Face ao art. 132º CP não parece porém que se possa defender outra doutrina que não seja a de ver ali, elementos constitutivos do tipo de culpa. É exacto, que muitos dos elementos constantes das diversas alíneas do art. 132º/2 CP, em si mesmos tomados, não contendem directamente com uma atitude mais desvaliosa do agente, mas sim com um mais acentuado desvalor da acção e da conduta, com a forma de cometimento do crime. Ainda nestes casos, porém, não é esse maior desvalor da conduta o determinante da agravação, antes ele é mediado sempre por um mais acentuado desvalor da atitude: a especial censurabilidade ou perversidade do agente é dizer, o especial tipo de culpa do homicídio agravado. Só assim se podendo compreender e aceitar que haja hipóteses em que aqueles elementos estão presentes e, todavia, a qualificação vem em definitivo a ser negada. Tido isto tudo na conta devida não há objecções de princípio a que se defenda que a agravação da culpa é em todos os casos suportada por (ou se reflecte necessariamente em) uma correspondente agravação (gradual-quantitativa) do conteúdo de ilícito. 

 

10. Princípio da legalidade

O que está aqui em causa é o maior grau de culpa e não de ilicitude porque nem todas as condutas do n.º 2 envolvem uma maior ilicitude. A ilicitude tem que estar definida e não estar em aberto “são estas entre outras”, por isso a técnica legislativa pelo legislador é incompatível com a ilicitude. A atitude interna do agente tem a ver com a individualidade (culpa).
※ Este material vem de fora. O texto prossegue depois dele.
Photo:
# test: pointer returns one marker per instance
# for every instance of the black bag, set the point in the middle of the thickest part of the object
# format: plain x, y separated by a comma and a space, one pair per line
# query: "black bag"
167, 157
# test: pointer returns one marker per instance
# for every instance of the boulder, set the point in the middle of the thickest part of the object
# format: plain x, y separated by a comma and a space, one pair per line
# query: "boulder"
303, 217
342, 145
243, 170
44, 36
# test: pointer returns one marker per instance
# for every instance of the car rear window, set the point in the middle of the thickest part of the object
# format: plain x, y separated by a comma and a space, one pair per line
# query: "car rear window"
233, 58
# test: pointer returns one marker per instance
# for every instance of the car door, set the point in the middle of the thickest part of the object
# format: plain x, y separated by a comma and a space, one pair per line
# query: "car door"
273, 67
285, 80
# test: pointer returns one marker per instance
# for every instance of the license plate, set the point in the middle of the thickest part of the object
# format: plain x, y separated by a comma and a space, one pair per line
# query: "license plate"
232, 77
O fundamento de qualificação é a culpa agravada devido a especial censurabilidade ou perversidade porque o ilícito é o mesmo do 131º, e por isso o n.º 2 tem um carácter exemplificativo, exemplos padrão, “são estas entre outras”. O n.º 1 do 132º é que tipifica, é que qualifica o homicídio e o n.º 2 apenas nos ajuda a orientar quanto ao fundamento para qualificar o crime, o n.º 1 é que é o critério para qualificar.
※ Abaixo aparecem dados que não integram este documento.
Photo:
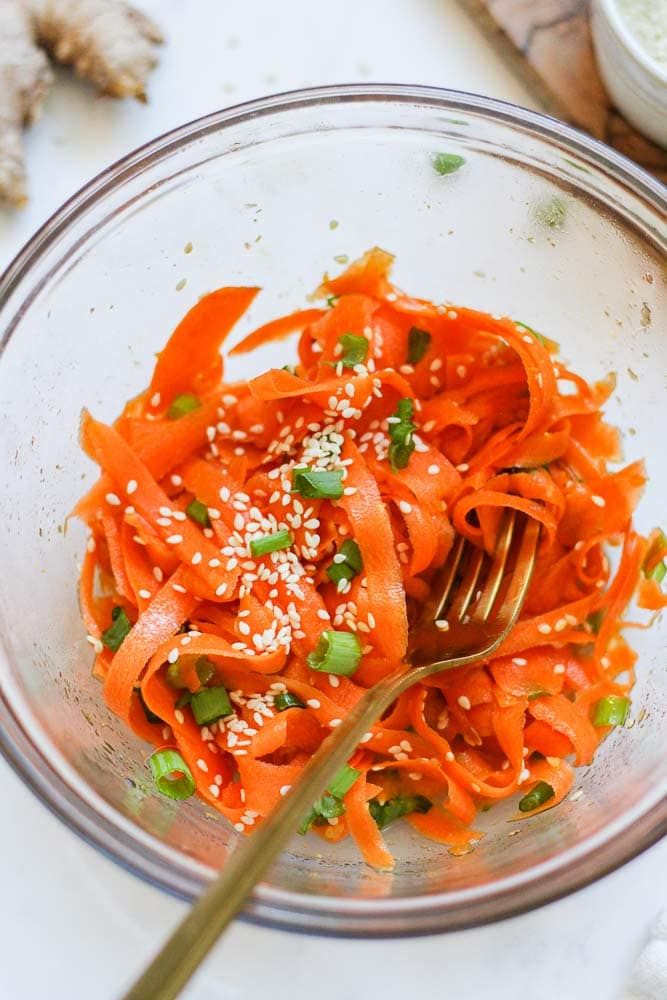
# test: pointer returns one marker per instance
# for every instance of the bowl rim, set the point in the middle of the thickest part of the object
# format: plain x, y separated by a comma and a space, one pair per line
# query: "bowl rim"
628, 42
600, 854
Primeiro vou ao n.º 2 para ver se se levantam indícios e depois ao n.º 1 para ver se preenche o critério da especial censurabilidade ou perversidade. Pode-se preencher o n.º 1 qualificando o crime sem preencher o n.º 2 porque são exemplos.

Há autores que entendem que é um tipo misto de ilicitude e culpa (Teresa Beleza, Costa Pinto, Fernanda Palma).

A qualificação assenta na culpa, critério para qualificar é a “especial censurabilidade ou perversidade”, o agente actuou com uma exigibilidade acrescida.

Os exemplos do n.º 2 só levam à qualificação se estiver preenchido o n.º 1, o agente actua com culpa agravada, o facto típico e ilícito é o mesmo do 131º a diferença está na culpa (é mais grave a culpa do agente).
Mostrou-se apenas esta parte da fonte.